The problem for the game’s administrators is that it will take decades for the consequences of what is happening now in the game to be measurable. Footballs are lighter than they were 40 years ago. This may reduce the incidence of brain disease, but we will not know anytime soon.
The decision to exclude under-12s is arbitrary; there is no evidence that children under-12 are any more vulnerable than older children. Conversely, we know they cannot fire the ball into the air with the same force. It therefore seems unlikely this decision will have any impact on the health of football players, more it is an acceptance that, faced with scientific evidence, football needs to do something.

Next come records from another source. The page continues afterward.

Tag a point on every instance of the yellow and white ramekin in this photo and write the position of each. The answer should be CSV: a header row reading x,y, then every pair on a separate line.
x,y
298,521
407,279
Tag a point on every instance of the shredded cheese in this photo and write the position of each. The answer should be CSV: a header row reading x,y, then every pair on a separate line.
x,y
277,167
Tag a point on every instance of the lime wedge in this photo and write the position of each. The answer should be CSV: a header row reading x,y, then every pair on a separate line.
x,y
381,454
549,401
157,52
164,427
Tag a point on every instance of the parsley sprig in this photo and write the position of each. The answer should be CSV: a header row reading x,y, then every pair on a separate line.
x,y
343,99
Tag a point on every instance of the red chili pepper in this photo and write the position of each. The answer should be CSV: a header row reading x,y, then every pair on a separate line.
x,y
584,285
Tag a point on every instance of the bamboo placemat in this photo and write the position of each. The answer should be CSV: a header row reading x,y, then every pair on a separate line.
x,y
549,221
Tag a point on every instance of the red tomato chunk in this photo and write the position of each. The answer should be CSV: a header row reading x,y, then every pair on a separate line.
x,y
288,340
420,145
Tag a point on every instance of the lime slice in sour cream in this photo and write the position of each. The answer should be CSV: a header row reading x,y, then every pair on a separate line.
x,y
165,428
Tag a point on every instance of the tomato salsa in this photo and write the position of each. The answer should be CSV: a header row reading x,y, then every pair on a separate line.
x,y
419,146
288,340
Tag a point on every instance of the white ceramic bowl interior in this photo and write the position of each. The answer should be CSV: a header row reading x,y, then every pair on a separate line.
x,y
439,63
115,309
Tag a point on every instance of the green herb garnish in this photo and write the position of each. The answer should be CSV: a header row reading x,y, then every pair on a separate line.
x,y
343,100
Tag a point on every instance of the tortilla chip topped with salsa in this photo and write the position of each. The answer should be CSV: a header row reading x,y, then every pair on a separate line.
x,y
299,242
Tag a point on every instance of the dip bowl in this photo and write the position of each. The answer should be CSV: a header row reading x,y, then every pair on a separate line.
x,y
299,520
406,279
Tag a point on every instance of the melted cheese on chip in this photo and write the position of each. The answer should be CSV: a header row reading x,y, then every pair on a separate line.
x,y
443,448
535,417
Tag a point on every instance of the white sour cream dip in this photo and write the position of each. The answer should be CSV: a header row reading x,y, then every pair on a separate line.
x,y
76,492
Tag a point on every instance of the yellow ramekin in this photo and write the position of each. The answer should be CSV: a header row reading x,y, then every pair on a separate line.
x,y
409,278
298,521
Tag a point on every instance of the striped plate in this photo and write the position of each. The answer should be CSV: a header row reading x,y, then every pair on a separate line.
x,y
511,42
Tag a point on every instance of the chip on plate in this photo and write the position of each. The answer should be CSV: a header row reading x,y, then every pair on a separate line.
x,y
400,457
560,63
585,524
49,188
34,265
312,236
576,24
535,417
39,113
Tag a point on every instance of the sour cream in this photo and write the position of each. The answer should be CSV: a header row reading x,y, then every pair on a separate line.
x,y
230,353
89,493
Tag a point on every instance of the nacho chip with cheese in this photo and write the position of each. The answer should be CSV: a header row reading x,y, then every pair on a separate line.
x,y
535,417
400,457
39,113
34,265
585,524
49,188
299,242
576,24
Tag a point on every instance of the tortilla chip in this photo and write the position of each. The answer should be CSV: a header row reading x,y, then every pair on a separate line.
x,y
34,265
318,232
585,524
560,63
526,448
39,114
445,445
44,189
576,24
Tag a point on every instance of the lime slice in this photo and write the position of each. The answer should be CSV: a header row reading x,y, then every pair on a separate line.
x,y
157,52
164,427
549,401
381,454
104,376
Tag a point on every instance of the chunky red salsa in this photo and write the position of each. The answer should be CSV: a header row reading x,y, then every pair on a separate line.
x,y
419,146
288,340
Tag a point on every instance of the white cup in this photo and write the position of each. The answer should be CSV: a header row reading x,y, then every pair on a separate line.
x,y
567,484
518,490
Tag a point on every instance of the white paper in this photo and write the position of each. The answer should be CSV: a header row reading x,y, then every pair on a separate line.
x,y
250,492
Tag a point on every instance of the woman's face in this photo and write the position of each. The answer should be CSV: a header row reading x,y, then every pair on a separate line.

The game will change before this matter is finished. Balls may become lighter or rules on heading could become complicated. Research suggests that the genetic makeup of some people make them more prone to suffer degenerative brain disease following head trauma than others. We could soon be able to find out which players have a genetic profile that makes them vulnerable from heading the ball.
There is plenty for the administrators, clubs and players’ unions to do in this area. We have lost too many heroes to look the other way.